July 22nd: Gravitational Lensing and Dark Matter
Patrick Kelly is an Associate Professor and the Director of Graduate Studies in the Minnesota Institute of Astrophysics (MIfA), as well as a recipient of both the McKnight Land-Grant Professorship (2022) and the Guillermo Borja Award (2023). Dr. Kelly's research focuses on using massive clusters of distant galaxies in space as a natural lens to bend and amplify light, which he has used to great success to find some of the most distant individual stars ever observed by researchers. In his lecture, he'll expand on how this technique has been used and what he has learned about the Universe in its earliest stages, the nature of dark matter, and more!
July 29th: The Early Universe: A Journey to the Origin of Time
Keith Olive is the Gloria Becker Lubkin Chair in Theoretical Physics, William I. Fine Theoretical Physics Institute, and is a Distinguished McKnight University Professor for the School of Physics and Astronomy's Minnesota Institute for Astrophysics. Prof. Olive's research is in the area of particle physics and cosmology.
Over the last few decades, our knowledge of Cosmology and the Universe around us has exploded. Through a series of land- and space-based observations, it has become possible to identify a Standard Cosmological Model. However, everything we see today was set up in the very early stages of the evolution of the Universe. For reference the age of the Universe is 13.6 billion years. But most all of the conditions leading to our present state were established when the Universe was less than a few minutes old! This lecture will explore the key events at those early times starting with the inflationary Universe which began when the age was an unimaginable fraction of a second old.
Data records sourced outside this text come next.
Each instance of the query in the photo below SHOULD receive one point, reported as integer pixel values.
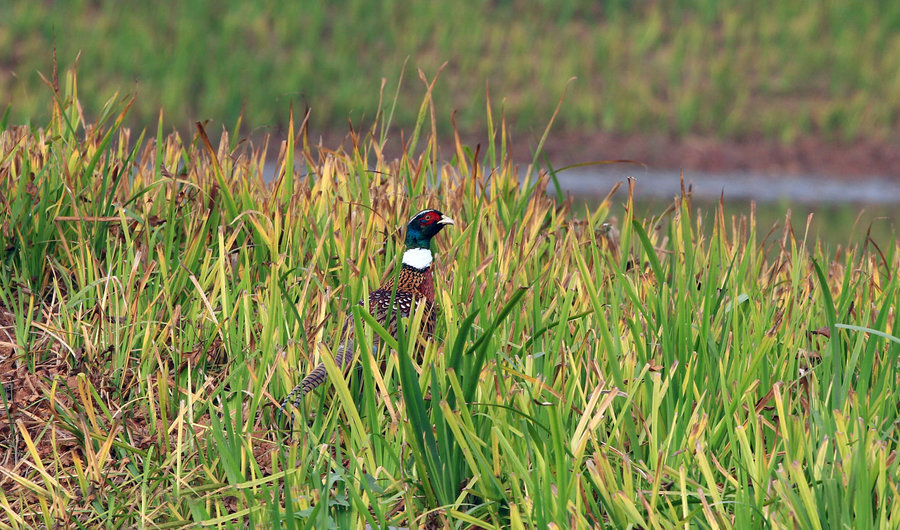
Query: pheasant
(414, 285)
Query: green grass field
(159, 298)
(728, 69)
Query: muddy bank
(804, 157)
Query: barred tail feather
(312, 381)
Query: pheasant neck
(418, 258)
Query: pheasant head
(422, 227)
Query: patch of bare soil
(806, 156)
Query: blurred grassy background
(730, 69)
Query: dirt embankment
(806, 156)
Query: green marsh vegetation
(728, 69)
(158, 298)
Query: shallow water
(654, 184)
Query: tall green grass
(160, 298)
(729, 69)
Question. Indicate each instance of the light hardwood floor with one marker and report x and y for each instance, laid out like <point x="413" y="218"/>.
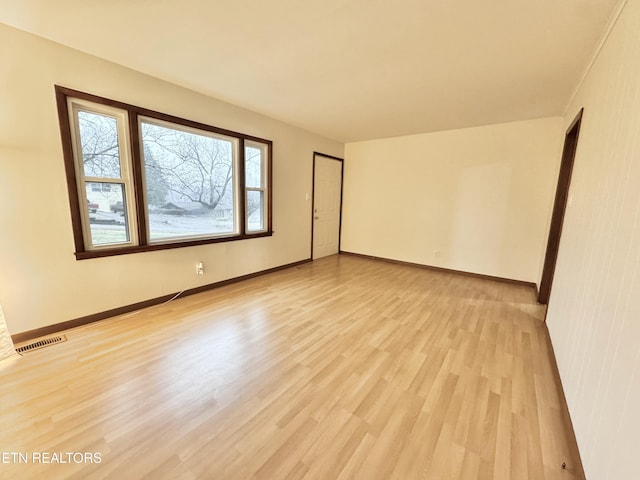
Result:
<point x="340" y="368"/>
Ideas behind the absence of antimatter, the formation of nuclei, and the eventual formation of galaxies' large scale structures will also be explored.
Frequently Asked Questions
- When will the talks take place?
Events are scheduled Tuesdays from 7:00pm - 8:00pm, every Tuesday between June 24th and July 29th.
- Where will the talks take place?
Talks will be in Room B50 in the Tate Laboratory of Physics (116 Church St SE) on the University of Minnesota's East Bank campus. There is street parking available on campus, and several parking garages open to the public nearby. See Parking and Transportation Services' webpage for more information. Campus is also readily accessible via public transit, and is well mapped on all major smartphone navigation apps to make finding us a breeze.
- How much does it cost to attend the talks?
The events are FREE! The School of Physics and Astronomy is presenting this program free of cost to the public to connect with the community. The only cost may be parking -- the garages closest to Tate Hall are $1/hour after 3 p.m.
- Do I need to attend all the talks to follow along?
Each talk is self-contained and independent -- you don't need to have been to any of the earlier talks to understand later ones. Come to as many or as few as you'd like!